3,932 Australian domains analysed. Most fail basic email authentication. [2026 Report]

SPF

A DNS-published list of IP addresses and hostnames authorised to send email on behalf of a domain.

Definition

SPF (Sender Policy Framework) is the original email authentication protocol, standardised as RFC 7208 in 2014. An SPF record is a single TXT record published in DNS at the apex of a domain that declares which IP addresses and which third-party services are authorised to send email on behalf of that domain. When a receiver gets a message, it queries the SPF record of the envelope-sender domain (the MAIL FROM address — not the visible From: header) and checks whether the connecting IP is authorised. SPF only validates the path the mail took, not the message itself.

How it works

SPF records are syntax-driven. They begin with v=spf1 and chain mechanisms separated by spaces. Common mechanisms include ip4: and ip6: (specific IPs or ranges), a (the A record of the sending domain), mx (the MX records of the sending domain), and most importantly include: (delegate to another domain's SPF record — the way ESPs publish their authorised infrastructure). A qualifier on the final mechanism — usually ~all (softfail) or -all (fail) — declares what to do with mail from any IP not matched by the preceding mechanisms.

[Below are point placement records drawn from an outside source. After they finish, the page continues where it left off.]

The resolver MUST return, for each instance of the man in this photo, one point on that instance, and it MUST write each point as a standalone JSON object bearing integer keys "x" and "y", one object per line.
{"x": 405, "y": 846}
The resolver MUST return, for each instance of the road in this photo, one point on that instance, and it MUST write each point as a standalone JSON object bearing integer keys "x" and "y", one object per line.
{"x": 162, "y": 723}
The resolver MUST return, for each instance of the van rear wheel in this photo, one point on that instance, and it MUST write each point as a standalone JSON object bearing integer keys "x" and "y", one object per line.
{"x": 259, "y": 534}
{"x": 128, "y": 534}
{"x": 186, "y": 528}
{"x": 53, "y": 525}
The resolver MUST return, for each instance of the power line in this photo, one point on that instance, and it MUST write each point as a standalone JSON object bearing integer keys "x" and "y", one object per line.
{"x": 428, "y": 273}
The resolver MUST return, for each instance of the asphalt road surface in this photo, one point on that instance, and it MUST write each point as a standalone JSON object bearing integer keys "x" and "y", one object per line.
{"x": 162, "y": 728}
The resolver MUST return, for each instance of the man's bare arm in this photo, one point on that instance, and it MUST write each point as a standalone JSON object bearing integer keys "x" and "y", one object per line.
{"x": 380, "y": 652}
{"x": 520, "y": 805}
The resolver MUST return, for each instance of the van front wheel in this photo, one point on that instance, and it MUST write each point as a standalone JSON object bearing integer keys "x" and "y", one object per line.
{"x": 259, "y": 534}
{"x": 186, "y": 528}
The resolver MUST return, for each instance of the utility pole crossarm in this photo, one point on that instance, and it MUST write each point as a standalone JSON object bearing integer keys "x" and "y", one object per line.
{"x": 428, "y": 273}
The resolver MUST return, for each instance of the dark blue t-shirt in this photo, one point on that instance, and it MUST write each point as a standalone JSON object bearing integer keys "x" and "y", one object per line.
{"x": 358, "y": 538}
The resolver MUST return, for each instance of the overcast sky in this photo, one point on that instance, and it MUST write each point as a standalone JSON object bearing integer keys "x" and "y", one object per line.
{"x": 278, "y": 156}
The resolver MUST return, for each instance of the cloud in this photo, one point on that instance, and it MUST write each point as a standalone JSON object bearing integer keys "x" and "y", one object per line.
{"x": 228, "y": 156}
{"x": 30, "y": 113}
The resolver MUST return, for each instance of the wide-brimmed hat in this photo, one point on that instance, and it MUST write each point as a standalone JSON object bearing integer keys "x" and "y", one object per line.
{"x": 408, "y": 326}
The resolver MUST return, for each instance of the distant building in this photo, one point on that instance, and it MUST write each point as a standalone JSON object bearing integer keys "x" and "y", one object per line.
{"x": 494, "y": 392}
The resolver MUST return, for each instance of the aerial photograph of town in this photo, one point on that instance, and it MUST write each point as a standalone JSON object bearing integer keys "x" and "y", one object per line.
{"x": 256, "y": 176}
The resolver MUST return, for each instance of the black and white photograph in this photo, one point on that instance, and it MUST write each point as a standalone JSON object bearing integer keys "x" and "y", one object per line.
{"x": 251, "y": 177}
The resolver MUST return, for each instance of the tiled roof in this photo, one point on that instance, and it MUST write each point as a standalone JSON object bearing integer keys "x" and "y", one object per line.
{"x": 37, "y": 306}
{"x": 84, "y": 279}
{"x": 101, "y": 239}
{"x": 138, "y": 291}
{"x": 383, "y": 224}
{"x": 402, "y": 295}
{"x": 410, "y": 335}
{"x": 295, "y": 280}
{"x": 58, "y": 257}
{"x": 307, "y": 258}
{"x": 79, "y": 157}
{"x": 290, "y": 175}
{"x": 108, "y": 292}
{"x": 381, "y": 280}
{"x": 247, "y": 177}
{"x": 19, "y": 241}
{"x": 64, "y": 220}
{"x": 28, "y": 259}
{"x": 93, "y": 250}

SPF has a critical operational limit: each include:, a, mx, exists, and redirect= mechanism that triggers a DNS lookup counts toward an aggregate cap of 10 per evaluation. Once a record exceeds 10 lookups, receivers return permerror and SPF fails entirely. This limit is the single most common source of SPF problems in production — every additional ESP added to a domain pushes the record closer to the ceiling.

Example

A domain that sends through Google Workspace, SendGrid, and a self-hosted relay:

example.com. TXT "v=spf1 include:_spf.google.com include:sendgrid.net ip4:203.0.113.5 ~all"

This record authorises Google's sending infrastructure (delegated via the include), SendGrid's sending infrastructure, the specific IP 203.0.113.5, and softfails everything else. Each include resolves the target domain's own SPF record and counts those nested lookups toward the 10-lookup cap.